日本人離れした筋骨隆々の身体を誇る、重量級のホープ・井上岳志(写真右)。
昨年1月、初となる世界戦で無敗の王者ハイメ・ムンギアに惜敗し、巻き返しを図っている。
「今はこの人についていけば強くなれると信じてやっています」と井上が目を向けるのは、所属するワールドスポーツボクシングジムの齊田竜也会長(写真左)だ。
井上にとって高校・大学の先輩なだけでなく、もともと警官志望だった彼に、熱心な誘いでプロになるきっかけを作ってくれた恩人でもある。
齊田会長も「井上のフィジカルはものすごい。ひとつやふたつ階級差があっても見劣りしない」とスケールの大きさに惚れこんでおり、師弟の絆は強い。
遠目でも分かるくらいの筋骨隆々な体が井上の特長だ
井上はこれまで強靭な身体を活かし、接近戦での強烈なアッパー、フックを主体に勝ち上がってきた。
世界戦後、会長が井上に求めたのは『打たせずに打つ』スタイルへの変更だという。
「遠い距離で戦わなければ世界で通用しない。そのためにはストレートを打て」。今まで通りの近い距離だけではリスクを伴う。遠い距離からのストレートでポイントをとることができれば、接近戦での強さがよりいきるという狙いだ。
助言を受けた世界戦後は、全ての試合を2ラウンド以内にKOで3連勝中。遠い間合いからプレッシャーを与える組み立てが、良い結果に結びついている。
「教わっても吸収が遅い自分に根気よく接してくれる」と井上。
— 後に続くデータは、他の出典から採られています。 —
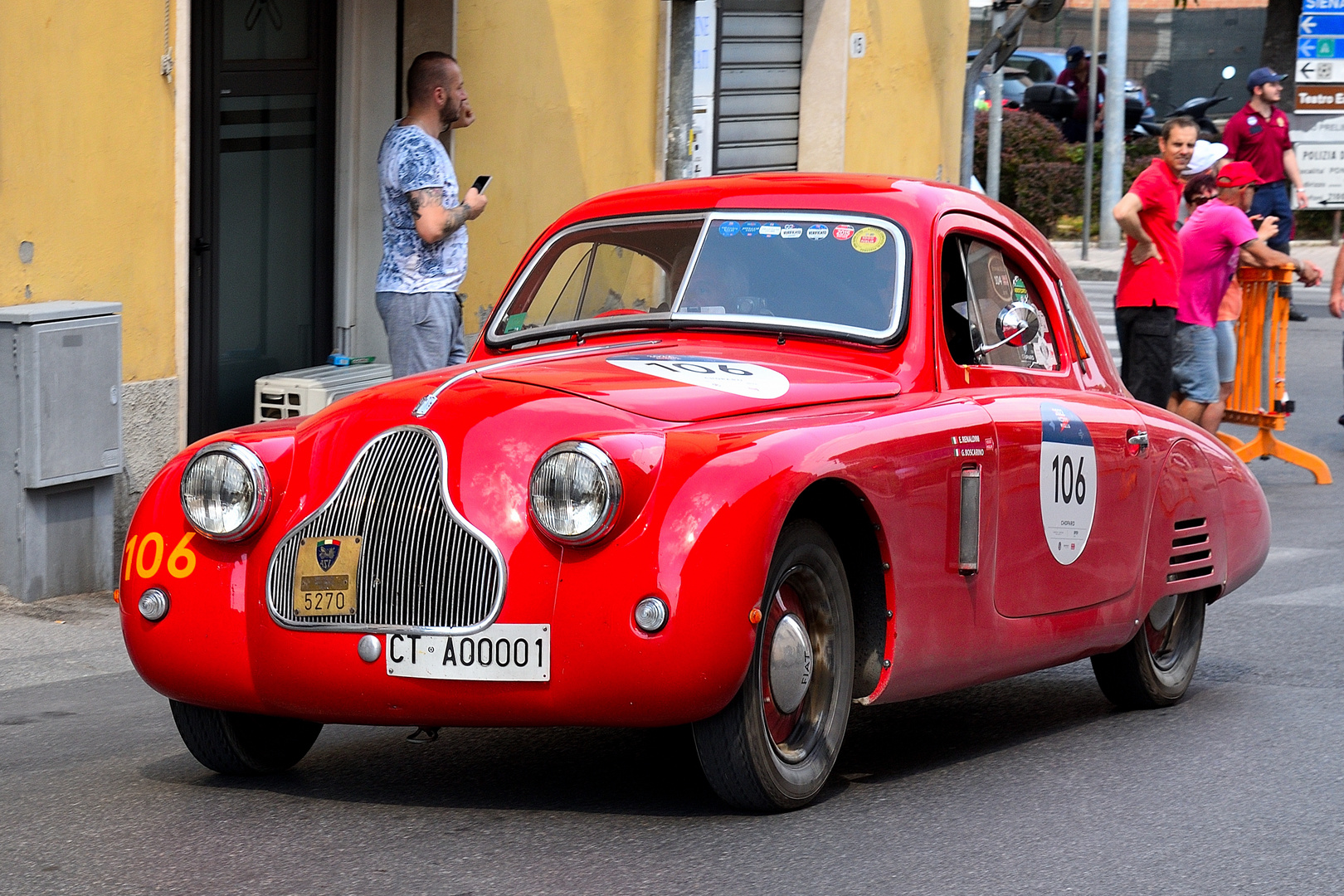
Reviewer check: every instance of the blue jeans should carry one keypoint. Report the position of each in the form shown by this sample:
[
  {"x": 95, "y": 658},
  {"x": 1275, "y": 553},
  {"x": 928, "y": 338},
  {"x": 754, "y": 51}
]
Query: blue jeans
[
  {"x": 1226, "y": 334},
  {"x": 1272, "y": 199},
  {"x": 424, "y": 331},
  {"x": 1195, "y": 363}
]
師から伝授された「世界を目指す新スタイル」に手ごたえは十分だ。
11月7日にはワチュク・ナァツ(マーベラス)とのノンタイトル戦が予定されている。師弟二人三脚でさらなる進化を見せてくれることに期待したい。
井上岳志(いのうえ・たけし)
東京都足立区出身。30歳。第37代日本スーパーウェルター級王者、第35代OPBF東洋太平洋スーパーウェルター級王者。現WBOアジア太平洋スーパーウェルター級王者。ワールドスポーツボクシングジム所属。戦績は18戦16勝(10KO)1敗1分。海外ボクシングをYouTubeで研究している。